Georgetown’s Center for Workforce Education did a similar study, but they used American Community Survey data instead - which I tend to think is more accurate since the ACS is a representative slice of the U.S. population. Also, CWE separates out people by their degree - the WSJ chart includes people with graduate degrees and BAs all in the same pot, whereas the CWE analysis separates recent college grads, experienced grads, and grads with grad degrees.Their reported average starting salaries are a bit lower than the WSJ chart’s (and, in terms of the mid-career salary, quite a bit lower). Economics still comes out on top, followed by finance. Business management and marketing have about the same starting salary. By 5+ years out, economics majors still made the most, followed by finance, then marketing and then management.
However, I think that’s likely due to the skills acquired in those majors and the types of jobs those majors tend to gravitate towards. Economics and finance are both heavily quantitative fields, and economics and finance majors with the advanced quant skills can enter quant jobs that are well-compensated positions. Marketing and management are more generalized, but marketing can grow to be more specialized and marketing also has the research component, which may be why marketing majors rise above mid-career.
But here’s something else to consider, which is - are the differences big enough to be the deciding factor in your choice? All four majors report mid-career salaries in the six figures for the WSJ chart. (I think these are overinflated.) By the CWE chart, they are all in the $60-75K range, and for grad degrees they’re all in the $80-100K range. And they’re just averages - it really all depends on what you do. A marketing major may go into marketing at a top tech company whereas a finance major crunches numbers at a nonprofit. A management major can rise to the top at a Fortune 500 company whereas an economics major may languish at middle management at a smaller firm. Or, frankly, that marketing major can decide mid-career they want to be a data scientist instead and get the credentials to make a career change, or may simply acquire additional skills (like programming and statistics) that make him more marketable. The charts can’t account for that; they only measure undergrad major.

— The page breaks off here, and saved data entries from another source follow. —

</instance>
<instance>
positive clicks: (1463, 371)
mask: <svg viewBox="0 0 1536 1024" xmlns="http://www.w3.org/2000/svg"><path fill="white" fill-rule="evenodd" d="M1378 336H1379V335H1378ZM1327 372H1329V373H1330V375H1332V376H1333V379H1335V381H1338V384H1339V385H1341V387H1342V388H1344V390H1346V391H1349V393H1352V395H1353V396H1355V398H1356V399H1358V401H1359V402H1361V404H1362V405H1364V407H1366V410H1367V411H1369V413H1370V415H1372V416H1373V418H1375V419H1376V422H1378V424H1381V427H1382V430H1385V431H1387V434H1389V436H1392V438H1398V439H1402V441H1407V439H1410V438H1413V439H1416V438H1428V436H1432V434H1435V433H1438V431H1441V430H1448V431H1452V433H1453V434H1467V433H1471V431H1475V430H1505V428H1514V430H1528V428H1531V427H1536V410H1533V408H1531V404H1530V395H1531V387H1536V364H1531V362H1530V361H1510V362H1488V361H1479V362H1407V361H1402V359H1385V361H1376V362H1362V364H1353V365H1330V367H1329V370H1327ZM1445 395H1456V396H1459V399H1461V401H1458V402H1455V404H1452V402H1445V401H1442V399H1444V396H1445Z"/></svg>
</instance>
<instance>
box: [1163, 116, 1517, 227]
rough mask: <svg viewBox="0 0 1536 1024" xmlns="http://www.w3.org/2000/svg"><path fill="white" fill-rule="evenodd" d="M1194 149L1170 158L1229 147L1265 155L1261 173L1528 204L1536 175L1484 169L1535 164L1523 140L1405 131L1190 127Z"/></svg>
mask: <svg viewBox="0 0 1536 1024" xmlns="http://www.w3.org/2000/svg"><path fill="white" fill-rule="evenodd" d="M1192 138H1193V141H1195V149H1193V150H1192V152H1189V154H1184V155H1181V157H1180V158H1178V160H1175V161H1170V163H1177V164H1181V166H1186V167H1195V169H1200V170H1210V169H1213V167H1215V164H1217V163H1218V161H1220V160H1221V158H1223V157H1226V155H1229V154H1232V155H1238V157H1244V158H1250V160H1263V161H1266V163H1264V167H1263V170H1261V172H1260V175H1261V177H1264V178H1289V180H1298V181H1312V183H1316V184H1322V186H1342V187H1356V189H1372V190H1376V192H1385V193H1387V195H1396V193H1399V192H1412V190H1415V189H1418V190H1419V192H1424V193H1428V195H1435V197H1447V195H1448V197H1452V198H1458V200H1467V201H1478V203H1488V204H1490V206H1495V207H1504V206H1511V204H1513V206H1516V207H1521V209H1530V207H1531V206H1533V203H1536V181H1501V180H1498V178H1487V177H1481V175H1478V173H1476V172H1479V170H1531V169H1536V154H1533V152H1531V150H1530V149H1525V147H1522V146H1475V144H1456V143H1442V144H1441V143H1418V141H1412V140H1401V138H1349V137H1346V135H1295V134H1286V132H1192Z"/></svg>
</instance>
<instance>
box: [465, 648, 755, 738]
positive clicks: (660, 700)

The CWE is the only chart that has unemployment by major. For recent college grads, unemployment is worst for economics (10.1%), followed by management (7.8%), marketing (6.8%) and then finance (5.9%). But by 5+ years out of college, they’ve evened themselves out: marketing is 5.9%, economics is only 5.3%, business management is 4.7% and finance is 4.0%. And remember that these are just plain point estimates; there’s probably no real significant difference between an unemployment rate of 4.0% and one of 4.7%.

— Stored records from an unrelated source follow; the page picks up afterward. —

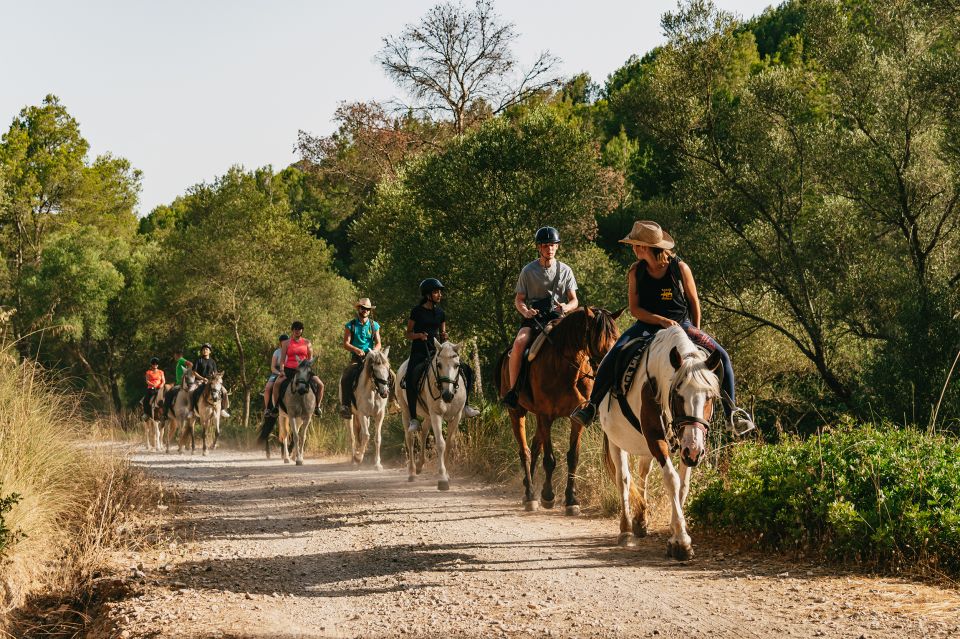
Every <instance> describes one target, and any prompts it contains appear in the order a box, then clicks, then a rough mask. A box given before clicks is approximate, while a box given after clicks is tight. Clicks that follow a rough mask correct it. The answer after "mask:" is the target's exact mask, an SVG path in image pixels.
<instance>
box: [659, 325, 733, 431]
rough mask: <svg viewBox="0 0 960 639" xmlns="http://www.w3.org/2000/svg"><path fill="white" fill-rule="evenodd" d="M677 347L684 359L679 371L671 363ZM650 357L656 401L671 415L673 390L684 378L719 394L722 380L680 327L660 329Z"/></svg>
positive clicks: (677, 351) (702, 387) (683, 380)
mask: <svg viewBox="0 0 960 639" xmlns="http://www.w3.org/2000/svg"><path fill="white" fill-rule="evenodd" d="M674 348H676V349H677V352H678V353H679V354H680V359H681V363H680V368H679V369H676V370H674V368H673V365H672V364H671V363H670V351H671V350H673V349H674ZM651 358H652V359H651ZM647 359H648V362H647V364H648V367H649V369H650V372H651V376H652V377H654V378H656V381H657V401H658V402H659V403H660V407H661V409H662V410H663V411H664V412H665V413H666V414H667V415H668V416H669V415H670V393H671V392H672V391H673V390H674V389H675V388H676V387H677V386H678V385H680V384H681V383H683V382H685V381H691V382H693V383H694V384H696V385H697V386H698V387H699V388H703V389H705V390H707V391H708V392H709V393H710V394H711V395H713V396H714V397H720V380H719V378H718V377H717V375H716V373H714V372H713V371H711V370H710V369H708V368H707V367H706V364H705V362H706V360H707V355H706V354H705V353H704V352H703V351H701V350H700V349H699V348H697V346H696V344H694V343H693V341H691V339H690V337H689V336H688V335H687V332H686V331H684V330H683V328H681V327H680V326H671V327H670V328H665V329H663V330H662V331H658V332H657V334H656V336H655V337H654V338H653V341H652V342H651V343H650V347H649V348H648V349H647Z"/></svg>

The answer is, any of those majors can make you marketable as a consultant or executive. People are hired into those roles because of their experience; by the time they get far enough in their careers to be considered for those roles, nobody cares what they majored in in undergrad 15-20+ years ago. (And if you’re talking about strategy or management consulting, the most important thing to do that entry-level is the school you go to. A philosophy major at Harvard has a better chance of joining McK than a business major at UMass-Boston.)
It depends on what you want to be an executive of or who you want to be a consultant to, too.